Channels are where conda downloads packages from. The order matters:

# Add conda-forge as highest priority
conda config --add channels conda-forge
conda config --set channel_priority strict

# View current channels
conda config --show channels

Recommended setup for data science:

channels:
  - conda-forge
  - defaults

Setting channel_priority: strict means conda will always prefer conda-forge, avoiding mixed-channel dependency issues.

Reproducible environments with environment.yml

The environment.yml file is how you share environments with teammates:

name: ml-pipeline
channels:
  - conda-forge
  - pytorch
dependencies:
  - python=3.11
  - numpy=1.26
  - pandas=2.2
  - scikit-learn=1.4
  - pytorch=2.2
  - jupyter
  - pip:
    - wandb
    - some-pip-only-package

Export and recreate

# Export current environment (cross-platform)
conda env export --from-history > environment.yml

# Export with exact versions (same OS only)
conda env export > environment-lock.yml

# Recreate on another machine
conda env create -f environment.yml

The --from-history flag exports only packages you explicitly installed, making the file portable across operating systems.

Advanced tips for power users

Speed up conda with libmamba

The default conda solver can be slow. Switch to libmamba for 10-50x faster resolves:

conda install -n base conda-libmamba-solver
conda config --set solver libmamba

As of conda 23.10+, libmamba is the default solver — but check if you're on an older version.

Stacking environments

You can stack environments for shared base dependencies:

conda activate base-ml
conda activate --stack experiment-42

This gives you access to packages from both environments without duplicating large installs.

Using conda in Docker

FROM continuumio/miniconda3:latest

COPY environment.yml .
RUN conda env create -f environment.yml && conda clean -afy

SHELL ["conda", "run", "-n", "myenv", "/bin/bash", "-c"]
CMD ["python", "app.py"]

Using conda in CI/CD

# GitHub Actions example
- uses: conda-incubator/setup-miniconda@v3
  with:
    environment-file: environment.yml
    python-version: "3.11"
    activate-environment: myproject

Common pitfalls and solutions

1. "Solving environment" takes forever

Switch to the libmamba solver (see above) or pin fewer package versions.

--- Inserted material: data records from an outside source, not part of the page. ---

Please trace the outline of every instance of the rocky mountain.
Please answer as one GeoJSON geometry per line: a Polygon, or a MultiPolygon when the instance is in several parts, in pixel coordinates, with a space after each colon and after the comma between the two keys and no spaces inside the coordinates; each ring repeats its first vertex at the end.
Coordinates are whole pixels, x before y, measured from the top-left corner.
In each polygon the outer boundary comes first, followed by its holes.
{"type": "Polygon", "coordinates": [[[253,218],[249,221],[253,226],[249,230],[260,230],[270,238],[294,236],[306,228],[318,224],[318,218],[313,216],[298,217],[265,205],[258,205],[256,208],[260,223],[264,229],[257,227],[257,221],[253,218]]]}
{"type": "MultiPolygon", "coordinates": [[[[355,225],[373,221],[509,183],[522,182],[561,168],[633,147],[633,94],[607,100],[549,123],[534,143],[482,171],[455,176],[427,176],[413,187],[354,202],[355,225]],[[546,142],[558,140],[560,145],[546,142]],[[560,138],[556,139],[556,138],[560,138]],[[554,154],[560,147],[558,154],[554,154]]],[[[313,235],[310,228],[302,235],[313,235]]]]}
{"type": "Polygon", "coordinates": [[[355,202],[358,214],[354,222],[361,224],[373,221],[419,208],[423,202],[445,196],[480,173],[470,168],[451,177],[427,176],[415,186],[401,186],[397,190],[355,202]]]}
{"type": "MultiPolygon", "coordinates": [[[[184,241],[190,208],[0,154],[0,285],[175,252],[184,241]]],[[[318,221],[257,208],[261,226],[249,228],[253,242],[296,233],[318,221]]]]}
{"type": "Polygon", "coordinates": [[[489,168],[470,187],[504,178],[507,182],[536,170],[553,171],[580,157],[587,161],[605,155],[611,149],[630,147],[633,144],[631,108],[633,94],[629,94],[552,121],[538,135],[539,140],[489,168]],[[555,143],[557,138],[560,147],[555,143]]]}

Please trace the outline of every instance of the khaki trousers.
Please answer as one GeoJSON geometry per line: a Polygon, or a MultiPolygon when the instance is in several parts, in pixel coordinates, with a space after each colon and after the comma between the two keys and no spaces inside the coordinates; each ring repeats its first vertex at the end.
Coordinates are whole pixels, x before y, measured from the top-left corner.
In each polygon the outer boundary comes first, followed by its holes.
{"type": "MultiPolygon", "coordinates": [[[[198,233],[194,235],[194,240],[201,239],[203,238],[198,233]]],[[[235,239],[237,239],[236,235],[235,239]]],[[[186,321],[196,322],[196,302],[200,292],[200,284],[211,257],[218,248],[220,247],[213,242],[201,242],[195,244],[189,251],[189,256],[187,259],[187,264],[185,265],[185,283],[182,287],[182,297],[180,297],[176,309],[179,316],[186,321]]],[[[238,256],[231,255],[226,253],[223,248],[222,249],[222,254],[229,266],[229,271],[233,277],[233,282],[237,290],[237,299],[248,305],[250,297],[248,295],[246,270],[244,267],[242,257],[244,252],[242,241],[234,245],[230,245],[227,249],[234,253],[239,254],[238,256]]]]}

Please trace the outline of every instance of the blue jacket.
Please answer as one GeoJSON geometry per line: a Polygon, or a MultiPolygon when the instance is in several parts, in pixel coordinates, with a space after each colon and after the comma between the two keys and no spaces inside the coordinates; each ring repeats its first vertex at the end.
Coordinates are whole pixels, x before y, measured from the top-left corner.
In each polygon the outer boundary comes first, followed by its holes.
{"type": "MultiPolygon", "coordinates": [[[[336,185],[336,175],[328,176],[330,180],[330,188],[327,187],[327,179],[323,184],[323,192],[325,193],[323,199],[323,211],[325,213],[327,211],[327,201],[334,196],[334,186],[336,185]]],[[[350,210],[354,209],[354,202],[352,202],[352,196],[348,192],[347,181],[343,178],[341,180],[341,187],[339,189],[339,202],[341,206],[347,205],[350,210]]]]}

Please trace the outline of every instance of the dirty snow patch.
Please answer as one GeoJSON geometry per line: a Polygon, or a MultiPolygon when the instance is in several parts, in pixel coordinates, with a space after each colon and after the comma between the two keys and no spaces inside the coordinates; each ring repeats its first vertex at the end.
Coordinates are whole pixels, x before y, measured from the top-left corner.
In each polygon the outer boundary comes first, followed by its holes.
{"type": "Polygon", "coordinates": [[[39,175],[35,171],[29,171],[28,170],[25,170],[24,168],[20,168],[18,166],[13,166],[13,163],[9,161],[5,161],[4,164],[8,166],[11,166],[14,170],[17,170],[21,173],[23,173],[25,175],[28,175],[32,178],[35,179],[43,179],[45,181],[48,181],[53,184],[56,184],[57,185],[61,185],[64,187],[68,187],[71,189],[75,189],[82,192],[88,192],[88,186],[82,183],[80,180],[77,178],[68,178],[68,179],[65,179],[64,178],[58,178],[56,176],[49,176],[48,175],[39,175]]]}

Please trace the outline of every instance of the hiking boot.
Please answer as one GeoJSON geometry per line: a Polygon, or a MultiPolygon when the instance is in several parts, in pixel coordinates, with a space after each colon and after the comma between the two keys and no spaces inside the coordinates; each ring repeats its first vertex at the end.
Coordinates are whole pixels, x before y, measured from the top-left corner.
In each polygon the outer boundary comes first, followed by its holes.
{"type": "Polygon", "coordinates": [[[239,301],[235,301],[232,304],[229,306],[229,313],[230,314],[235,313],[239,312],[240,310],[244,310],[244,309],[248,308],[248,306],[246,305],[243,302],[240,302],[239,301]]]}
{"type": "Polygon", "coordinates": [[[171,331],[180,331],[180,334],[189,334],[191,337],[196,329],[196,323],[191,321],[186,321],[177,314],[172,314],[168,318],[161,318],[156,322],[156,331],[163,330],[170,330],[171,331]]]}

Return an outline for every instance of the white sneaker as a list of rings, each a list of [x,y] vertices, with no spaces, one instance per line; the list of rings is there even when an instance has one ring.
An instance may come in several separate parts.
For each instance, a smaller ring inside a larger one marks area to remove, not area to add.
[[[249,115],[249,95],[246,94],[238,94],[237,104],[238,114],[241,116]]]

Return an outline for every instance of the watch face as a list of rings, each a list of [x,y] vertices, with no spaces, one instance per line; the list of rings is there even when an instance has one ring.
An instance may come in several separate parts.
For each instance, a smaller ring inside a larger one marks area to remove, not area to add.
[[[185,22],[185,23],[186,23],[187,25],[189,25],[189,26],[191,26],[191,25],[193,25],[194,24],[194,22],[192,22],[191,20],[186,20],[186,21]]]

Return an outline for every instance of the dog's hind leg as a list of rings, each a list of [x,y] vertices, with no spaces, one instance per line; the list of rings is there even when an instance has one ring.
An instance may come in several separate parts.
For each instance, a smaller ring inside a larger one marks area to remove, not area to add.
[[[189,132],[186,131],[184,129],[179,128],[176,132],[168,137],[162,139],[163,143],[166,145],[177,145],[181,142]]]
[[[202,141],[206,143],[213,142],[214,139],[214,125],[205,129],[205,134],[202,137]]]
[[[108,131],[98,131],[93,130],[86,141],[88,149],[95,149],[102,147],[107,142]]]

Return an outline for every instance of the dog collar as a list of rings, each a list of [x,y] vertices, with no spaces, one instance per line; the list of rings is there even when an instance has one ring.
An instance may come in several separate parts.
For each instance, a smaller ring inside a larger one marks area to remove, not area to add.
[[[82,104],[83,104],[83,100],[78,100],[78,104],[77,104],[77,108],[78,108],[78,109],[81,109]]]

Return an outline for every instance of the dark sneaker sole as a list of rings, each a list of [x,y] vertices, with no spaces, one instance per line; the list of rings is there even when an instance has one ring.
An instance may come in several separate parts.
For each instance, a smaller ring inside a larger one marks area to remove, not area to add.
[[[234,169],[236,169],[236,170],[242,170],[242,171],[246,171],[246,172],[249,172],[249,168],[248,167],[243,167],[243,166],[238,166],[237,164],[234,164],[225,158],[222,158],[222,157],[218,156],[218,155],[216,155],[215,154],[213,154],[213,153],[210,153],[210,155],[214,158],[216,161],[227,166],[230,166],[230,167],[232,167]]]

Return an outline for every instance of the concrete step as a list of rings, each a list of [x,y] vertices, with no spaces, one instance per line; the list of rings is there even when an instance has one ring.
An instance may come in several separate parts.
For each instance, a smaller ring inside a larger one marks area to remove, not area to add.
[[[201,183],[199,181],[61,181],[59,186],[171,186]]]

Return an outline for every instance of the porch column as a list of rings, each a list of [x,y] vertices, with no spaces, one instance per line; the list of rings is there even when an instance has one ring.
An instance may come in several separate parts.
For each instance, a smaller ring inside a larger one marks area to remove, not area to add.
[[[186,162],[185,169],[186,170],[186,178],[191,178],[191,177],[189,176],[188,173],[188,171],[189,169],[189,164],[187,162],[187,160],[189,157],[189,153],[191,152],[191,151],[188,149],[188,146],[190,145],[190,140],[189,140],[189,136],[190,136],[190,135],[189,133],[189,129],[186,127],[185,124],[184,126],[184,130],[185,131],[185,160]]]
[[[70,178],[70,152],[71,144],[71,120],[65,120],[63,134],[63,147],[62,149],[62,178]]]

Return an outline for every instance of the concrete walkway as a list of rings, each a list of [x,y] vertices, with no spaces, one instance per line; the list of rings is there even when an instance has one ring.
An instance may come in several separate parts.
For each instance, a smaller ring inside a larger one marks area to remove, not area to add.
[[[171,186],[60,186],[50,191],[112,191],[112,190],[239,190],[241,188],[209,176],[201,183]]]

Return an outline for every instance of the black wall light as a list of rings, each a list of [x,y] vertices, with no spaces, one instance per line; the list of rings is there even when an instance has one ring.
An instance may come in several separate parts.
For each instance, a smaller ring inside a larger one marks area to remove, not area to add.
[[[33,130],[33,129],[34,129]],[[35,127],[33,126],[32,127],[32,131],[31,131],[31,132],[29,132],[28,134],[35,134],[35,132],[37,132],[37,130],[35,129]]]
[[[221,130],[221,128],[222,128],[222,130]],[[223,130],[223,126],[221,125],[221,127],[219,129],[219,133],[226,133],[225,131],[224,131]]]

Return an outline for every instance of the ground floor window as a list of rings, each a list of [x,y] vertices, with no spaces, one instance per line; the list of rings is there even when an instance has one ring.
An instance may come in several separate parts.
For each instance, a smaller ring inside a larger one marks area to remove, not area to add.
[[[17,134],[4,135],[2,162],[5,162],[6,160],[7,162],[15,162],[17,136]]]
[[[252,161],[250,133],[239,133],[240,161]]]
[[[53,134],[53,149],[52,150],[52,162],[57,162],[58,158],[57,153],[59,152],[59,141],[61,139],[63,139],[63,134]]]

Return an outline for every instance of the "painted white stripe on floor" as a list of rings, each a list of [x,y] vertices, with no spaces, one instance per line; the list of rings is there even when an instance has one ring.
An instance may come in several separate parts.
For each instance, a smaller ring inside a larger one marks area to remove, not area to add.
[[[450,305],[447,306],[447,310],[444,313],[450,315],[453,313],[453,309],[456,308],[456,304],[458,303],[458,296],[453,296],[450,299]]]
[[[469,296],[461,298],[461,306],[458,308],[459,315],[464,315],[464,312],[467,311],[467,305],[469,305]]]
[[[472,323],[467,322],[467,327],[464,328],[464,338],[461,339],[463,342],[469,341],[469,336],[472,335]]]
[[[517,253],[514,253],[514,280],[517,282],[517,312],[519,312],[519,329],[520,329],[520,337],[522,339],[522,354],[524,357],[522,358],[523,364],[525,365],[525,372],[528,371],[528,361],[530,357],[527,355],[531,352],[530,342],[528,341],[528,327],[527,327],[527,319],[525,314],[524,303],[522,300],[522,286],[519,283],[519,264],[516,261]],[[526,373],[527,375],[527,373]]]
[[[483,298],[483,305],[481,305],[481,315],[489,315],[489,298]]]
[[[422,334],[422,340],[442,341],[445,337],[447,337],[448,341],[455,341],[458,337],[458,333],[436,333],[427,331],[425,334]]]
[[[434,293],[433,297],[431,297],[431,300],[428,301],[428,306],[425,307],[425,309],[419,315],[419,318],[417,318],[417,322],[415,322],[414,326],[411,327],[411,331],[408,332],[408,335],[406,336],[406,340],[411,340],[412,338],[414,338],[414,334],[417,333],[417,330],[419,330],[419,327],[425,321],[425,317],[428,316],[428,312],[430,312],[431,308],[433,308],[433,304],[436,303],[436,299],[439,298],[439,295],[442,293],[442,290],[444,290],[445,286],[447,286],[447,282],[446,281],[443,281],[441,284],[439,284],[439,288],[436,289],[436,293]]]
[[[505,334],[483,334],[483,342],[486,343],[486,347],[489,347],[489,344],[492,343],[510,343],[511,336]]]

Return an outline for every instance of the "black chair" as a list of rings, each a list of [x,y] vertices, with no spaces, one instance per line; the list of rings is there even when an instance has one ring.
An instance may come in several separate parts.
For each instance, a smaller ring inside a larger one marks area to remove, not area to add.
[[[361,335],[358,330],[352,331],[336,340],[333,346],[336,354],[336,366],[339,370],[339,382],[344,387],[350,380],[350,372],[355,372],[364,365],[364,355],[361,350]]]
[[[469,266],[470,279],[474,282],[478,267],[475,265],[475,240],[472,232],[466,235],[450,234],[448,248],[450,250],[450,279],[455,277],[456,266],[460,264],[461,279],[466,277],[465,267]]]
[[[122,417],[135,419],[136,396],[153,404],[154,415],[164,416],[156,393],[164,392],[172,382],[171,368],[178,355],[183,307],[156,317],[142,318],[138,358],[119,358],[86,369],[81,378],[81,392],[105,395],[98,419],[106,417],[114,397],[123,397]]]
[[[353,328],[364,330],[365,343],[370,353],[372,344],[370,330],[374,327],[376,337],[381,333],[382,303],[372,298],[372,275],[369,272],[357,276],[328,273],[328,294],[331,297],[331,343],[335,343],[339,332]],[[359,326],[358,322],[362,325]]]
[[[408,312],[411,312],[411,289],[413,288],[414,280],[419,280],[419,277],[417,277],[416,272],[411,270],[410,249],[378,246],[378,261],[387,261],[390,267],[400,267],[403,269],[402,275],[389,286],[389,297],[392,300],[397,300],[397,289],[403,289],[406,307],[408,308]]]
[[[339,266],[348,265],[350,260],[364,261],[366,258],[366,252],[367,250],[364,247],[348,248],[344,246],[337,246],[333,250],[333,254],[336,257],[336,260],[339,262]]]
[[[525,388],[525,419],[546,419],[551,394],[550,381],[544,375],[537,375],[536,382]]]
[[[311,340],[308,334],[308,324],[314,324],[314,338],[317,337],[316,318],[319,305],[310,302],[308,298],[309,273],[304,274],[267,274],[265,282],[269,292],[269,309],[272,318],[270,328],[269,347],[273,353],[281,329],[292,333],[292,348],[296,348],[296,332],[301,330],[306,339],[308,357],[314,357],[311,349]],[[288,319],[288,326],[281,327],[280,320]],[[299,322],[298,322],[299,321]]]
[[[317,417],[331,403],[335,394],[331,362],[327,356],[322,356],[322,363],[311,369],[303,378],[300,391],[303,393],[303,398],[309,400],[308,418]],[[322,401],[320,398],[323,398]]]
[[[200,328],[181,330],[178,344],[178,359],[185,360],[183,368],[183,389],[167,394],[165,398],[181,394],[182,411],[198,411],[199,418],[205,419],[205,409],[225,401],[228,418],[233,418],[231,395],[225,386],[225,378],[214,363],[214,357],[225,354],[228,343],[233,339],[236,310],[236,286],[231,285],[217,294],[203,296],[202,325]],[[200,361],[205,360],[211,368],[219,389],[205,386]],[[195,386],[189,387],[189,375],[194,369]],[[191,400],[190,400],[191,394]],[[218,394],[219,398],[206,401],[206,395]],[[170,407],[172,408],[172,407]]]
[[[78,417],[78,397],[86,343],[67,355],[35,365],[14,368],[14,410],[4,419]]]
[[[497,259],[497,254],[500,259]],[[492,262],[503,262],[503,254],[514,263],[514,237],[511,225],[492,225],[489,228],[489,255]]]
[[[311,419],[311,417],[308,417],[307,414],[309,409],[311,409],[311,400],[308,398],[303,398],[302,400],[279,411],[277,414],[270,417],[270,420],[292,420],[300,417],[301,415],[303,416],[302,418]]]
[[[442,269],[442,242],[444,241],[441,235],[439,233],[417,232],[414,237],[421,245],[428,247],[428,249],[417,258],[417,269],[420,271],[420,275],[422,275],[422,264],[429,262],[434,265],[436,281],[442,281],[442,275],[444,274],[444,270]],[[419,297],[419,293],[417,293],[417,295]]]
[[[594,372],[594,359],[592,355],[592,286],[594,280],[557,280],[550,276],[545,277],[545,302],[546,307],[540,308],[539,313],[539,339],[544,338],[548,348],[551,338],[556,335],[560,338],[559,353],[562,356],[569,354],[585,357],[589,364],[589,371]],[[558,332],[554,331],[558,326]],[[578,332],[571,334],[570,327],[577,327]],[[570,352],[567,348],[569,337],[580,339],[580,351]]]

2. Mixing conda and pip breaks things

Install all conda packages first, then pip packages. If you need to add more conda packages later, recreate the environment from environment.yml.

3. Environment is too large

Use conda clean --all regularly. Consider using Miniconda instead of Anaconda, and install only what you need.

4. "Package not found" errors

Search for the package: conda search package-name. Try conda-forge: conda install -c conda-forge package-name. If it's Python-only, use pip as a fallback.

Quick reference

Need a quick lookup for any conda command? Use our Conda Cheat Sheet — it has 90+ commands organized by category with one-click copy, search, and filtering.

Wrapping up

Conda environments are essential for reproducible data science. The key practices are:

  1. One environment per project — never pollute base
  2. Use environment.yml — version-control your dependencies
  3. Prefer conda-forge — largest community channel
  4. Export with --from-history — portable across platforms
  5. Use libmamba solver — dramatically faster installs

Master these patterns and you'll never hear "but it works on my machine" again.